O cientista político iraniano Lotfolah Kaveh Afrasiabi ajuizou uma ação de US$ 1 bilhão contra a Fifa, acusando a entidade de discriminação em relação à seleção do Irã e de manipulação do VAR (árbitro de vídeo) durante a partida que resultou na eliminação da equipe na Copa do Mundo. O processo foi protocolado em 30 de junho de 2026 na Justiça Federal de Boston, conforme reportado pelo jornal britânico The Independent.

A ação judicial busca representar até 91 milhões de “nacionais iranianos e/ou iraniano-americanos que apoiaram a seleção nacional de futebol do Irã e que foram emocionalmente impactados pela discriminação contra seu time”, segundo a petição.
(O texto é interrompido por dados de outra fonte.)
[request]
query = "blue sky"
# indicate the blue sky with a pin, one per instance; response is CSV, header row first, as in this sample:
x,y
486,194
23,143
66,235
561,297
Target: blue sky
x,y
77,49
Além da Fifa, o presidente da entidade, Gianni Infantino, também é citado como réu no processo.

Detalhes do processo

Afrasiabi, de 68 anos, atua como seu próprio advogado e, em entrevista ao The Independent, classificou o valor de US$ 1 bilhão como “muito generoso” de sua parte. Ele afirmou: “Se eu tiver jurados justos, eles podem até considerar um valor mais alto, dada a gravidade da má conduta da Fifa neste caso”.

A partida que gerou a controvérsia ocorreu em 26 de junho de 2026, quando o Irã enfrentou o Egito na fase de grupos. Um gol do zagueiro Shoja Khalilzadeh foi anulado após revisão do VAR por impedimento, resultando na eliminação do Irã e na classificação do Egito para as oitavas de final pela primeira vez na história.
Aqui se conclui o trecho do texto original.